No, it was not that he didn't earn money. It was not that he was idle. He was not idle. He was always doing something, always working away, down at Crockham, doing little jobs. But, oh dear, the little jobs-the garden paths-the gorgeous flowers-the chairs to mend, old chairs to mend!

It was that he stood for nothing. If he had done something unsuccessfully, and lost what money they had! If he had but striven with something. Nay, even if he had been wicked, a waster, she would have been more free. She would have had something to resist, at least. A waster stands for something, really. He says: 'No, I will not aid and abet society in this business of increase and hanging together, I will upset the apple-cart as much as I can, in my small way.' Or else he says: 'No, I will not bother about others.

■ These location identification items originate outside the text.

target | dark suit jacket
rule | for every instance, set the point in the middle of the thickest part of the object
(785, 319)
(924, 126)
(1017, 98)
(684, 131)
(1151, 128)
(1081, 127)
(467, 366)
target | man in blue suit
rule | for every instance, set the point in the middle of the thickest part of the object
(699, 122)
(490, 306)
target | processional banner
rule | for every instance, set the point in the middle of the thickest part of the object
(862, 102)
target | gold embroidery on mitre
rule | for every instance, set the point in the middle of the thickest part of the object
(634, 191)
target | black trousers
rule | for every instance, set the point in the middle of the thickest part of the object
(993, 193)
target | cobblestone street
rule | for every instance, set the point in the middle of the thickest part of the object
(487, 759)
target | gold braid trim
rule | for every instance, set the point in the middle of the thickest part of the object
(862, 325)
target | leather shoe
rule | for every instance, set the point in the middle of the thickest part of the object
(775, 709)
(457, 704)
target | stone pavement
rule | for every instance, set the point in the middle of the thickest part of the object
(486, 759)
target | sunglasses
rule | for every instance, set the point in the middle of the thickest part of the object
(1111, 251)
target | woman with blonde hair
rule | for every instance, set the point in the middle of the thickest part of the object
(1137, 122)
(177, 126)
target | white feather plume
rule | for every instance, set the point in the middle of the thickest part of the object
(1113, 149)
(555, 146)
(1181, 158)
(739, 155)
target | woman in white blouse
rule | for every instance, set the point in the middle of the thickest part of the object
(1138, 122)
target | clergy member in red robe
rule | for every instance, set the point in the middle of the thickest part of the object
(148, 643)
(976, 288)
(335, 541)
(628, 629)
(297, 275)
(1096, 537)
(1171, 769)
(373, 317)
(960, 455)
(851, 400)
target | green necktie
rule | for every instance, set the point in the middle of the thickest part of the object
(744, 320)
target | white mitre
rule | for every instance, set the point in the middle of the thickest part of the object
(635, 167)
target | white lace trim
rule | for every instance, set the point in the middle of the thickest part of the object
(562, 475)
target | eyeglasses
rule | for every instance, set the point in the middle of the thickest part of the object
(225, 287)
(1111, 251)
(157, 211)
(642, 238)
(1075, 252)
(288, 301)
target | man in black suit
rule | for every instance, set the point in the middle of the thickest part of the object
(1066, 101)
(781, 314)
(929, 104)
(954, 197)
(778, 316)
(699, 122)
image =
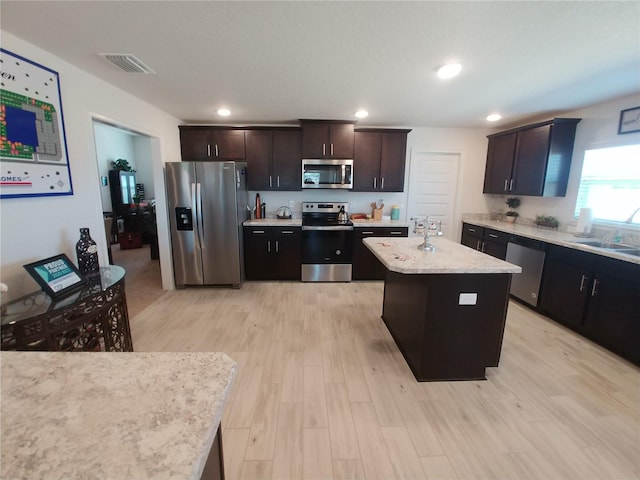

If I have lusts, they are my own, and I prefer them to other people's virtues.' So, a waster, a scamp, takes a sort of stand. He exposes himself to opposition and final castigation: at any rate in story-books.

But Egbert! What are you to do with a man like Egbert? He had no vices. He was really kind, nay generous. And he was not weak. If he had been weak Winifred could have been kind to him. But he did not even give her that consolation. He was not weak, and he did not want her consolation or her kindness. No, thank you. He was of a fine passionate temper, and of a rarer steel than she. He knew it, and she knew it. Hence she was only the more baffled and maddened, poor thing. He, the higher, the finer, in his way the stronger, played with his garden, and his old folk-songs and Morris-dances, just played, and let her support the pillars of the future on her own heart.